In a Washington Post interview, Buttigieg wasn’t above reviving disproved ideas about the road President Trump used to get to the White House. He “got elected because, in his twisted way, he pointed out the huge troubles in our economy and our democracy.’’ He added, “At least he didn’t go around saying that America was already great, like Hillary did.’’ That Clinton swipe was a bonus for candidate-shopping Trump voters.

“Economic anxiety’’ didn’t get Trump elected, and Buttigieg knows it. Racism and Trump’s villification of immigrants and Muslims did. It was code for mounting fears around the dismantling of the white supremacy on which this nation was founded.

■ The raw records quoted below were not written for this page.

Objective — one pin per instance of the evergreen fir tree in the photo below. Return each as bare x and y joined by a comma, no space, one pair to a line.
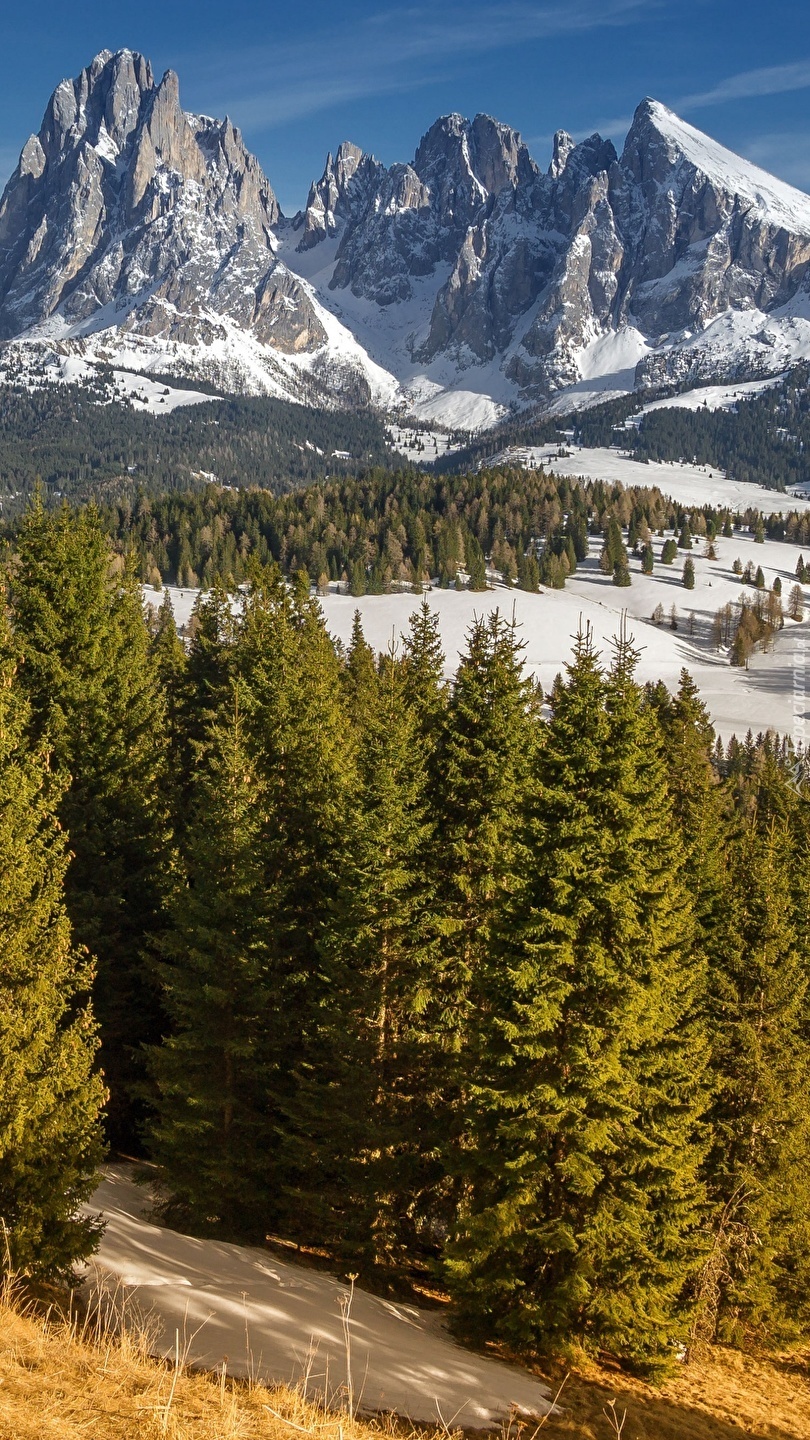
167,658
484,759
582,1198
49,1095
425,690
304,758
755,1280
359,674
363,1106
211,1132
84,648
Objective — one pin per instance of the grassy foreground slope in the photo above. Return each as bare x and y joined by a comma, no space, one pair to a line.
56,1381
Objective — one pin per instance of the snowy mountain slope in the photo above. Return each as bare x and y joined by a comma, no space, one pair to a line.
457,285
588,278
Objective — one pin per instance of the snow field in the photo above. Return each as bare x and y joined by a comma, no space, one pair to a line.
281,1322
688,484
760,697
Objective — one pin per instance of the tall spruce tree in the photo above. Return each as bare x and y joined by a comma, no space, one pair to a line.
304,753
49,1095
582,1204
359,674
363,1102
211,1134
84,650
484,758
755,1280
167,657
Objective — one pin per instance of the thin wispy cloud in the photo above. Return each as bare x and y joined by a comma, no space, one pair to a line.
786,151
391,52
770,79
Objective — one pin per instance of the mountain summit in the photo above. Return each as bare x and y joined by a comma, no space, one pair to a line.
459,284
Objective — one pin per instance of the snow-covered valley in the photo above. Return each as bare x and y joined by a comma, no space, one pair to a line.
768,694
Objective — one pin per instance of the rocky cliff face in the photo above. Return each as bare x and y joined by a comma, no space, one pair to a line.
466,272
636,254
124,210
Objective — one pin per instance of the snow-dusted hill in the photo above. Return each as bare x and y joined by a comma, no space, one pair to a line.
454,287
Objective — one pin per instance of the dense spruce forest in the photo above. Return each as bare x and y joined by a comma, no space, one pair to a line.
82,444
461,984
764,439
389,529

But for Buttigieg, that inconvenient truth isn’t a winning message for the voters he seeks, even as hate crimes have spiked since Trump’s campaign and election.

With Buttigieg, there’s something for everyone. At 37, he’s the youngest candidate in the field. He’s a Harvard graduate and a Rhodes scholar, a Christian, and an Navy veteran who served in Afghanistan. He’s social media savvy. He looks like Mad magazine’s Alfred E. Neuman’s better looking cousin, and projects a similar “What, me worry?’’ temperament. Oh, and he’s an openly gay man with a schoolteacher husband. Refreshingly, his sexual orientation hasn’t become an issue. Yet.

This ticks the diversity box and elevates him from being “just another white male candidate,’’ although that sets the bar rather low. At this point, Buttigieg is running more on cult of personality than policy proposals. It certainly says something about this perilous political moment that a man who runs a city of about 102,000 people is called a viable candidate to be one of the most powerful people in the world. Then again, that’s still more experience than Trump had.

Eventually, Buttigieg will need to do more than make nervous white people comfortable. By the time the Red Sox shake off their post-World Series doldrums, we’ll see if Buttigieg is still touted as a serious contender after his enticing new-candidate smell wears off.